'Here & Now' Highlights: Sarah Kopplin, Paula Silha
Here's what guests on the Sept. 27, 2024 episode said about Wisconsin teachers being restricted from teaching about elections and the work of Overdose Fatality Review teams.
By Frederica Freyberg | Here & Now
September 30, 2024
Social studies teachers across Wisconsin are being told by administrators to stay away from teaching about elections because of fears of “indoctrination.” — the president of the Wisconsin Council for the Social Studies and middle school teacher Sarah Kopplin said parents are often bringing the complaints. With a recent sharp reduction in drug deaths, Paula Silha from the La Crosse County Health Department described the work of multidisciplinary teams that investigate drug overdose deaths.
Sarah Kopplin
President, Wisconsin Council for the Social Studies
- Kopplin teaches world geography and civics at Shorewood Intermediate School, and was recognized as a 2023 Wisconsin Teacher of the Year.

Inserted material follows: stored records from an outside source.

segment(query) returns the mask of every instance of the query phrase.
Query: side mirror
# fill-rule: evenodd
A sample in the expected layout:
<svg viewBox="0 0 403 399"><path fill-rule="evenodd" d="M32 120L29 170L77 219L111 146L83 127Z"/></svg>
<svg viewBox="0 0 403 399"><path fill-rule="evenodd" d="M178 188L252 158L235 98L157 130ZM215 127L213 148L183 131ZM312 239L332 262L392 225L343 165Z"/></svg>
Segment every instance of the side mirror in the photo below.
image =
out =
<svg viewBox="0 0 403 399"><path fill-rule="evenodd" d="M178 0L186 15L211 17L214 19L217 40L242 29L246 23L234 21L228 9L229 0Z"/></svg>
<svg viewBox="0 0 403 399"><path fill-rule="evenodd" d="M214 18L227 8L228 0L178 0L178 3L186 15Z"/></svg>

She also leads the Wisconsin Council for the Social Studies, which conducted a survey of teachers and found 42% reported being restricted by administrators from teaching about elections. Kopplin said it is not happening in her district near Milwaukee.
- Kopplin: “So, the things that we hear from educators around our state in terms of parent complaints are that our teachers are conducting units of study where students are learning about how elections work, how votes are cast and counted, how the electoral Electoral College process works. And parents are hearing from their students that when they come home that this type of topic is being discussed and then immediately complain to principals or school board members that their children are being indoctrinated with political ideology.”
Paula Silha
Education manager, La Crosse County Health Department
- The Centers for Disease Control and Prevention reports a more than 10% drop in drug overdose deaths nationally since April 2023 – a decline mirrored in Wisconsin. This drop comes after a surge of deaths caused by the synthetic opioid fentanyl. To combat such deaths, communities have been conducting a process called Overdose Fatality Reviews to get at root causes of drug use with the aim of preventing overdoses. La Crosse County started reviewing fatal overdoses in 2018, and Silha says several changes have been made as a result.
- Silha: “One of the changes is a jail release kit that’s provided to all people who have been discharged from the county jail. We were noticing and doing and conducting reviews that within the first couple of months after getting out of jail, if the individual returned to their former lifestyle, they were at a great risk of overdose. And so a jail release kit was something that was put together by some of the groups that our agencies that are represented on the team. It includes Narcan and it includes a rescue mask for providing rescue breathing.”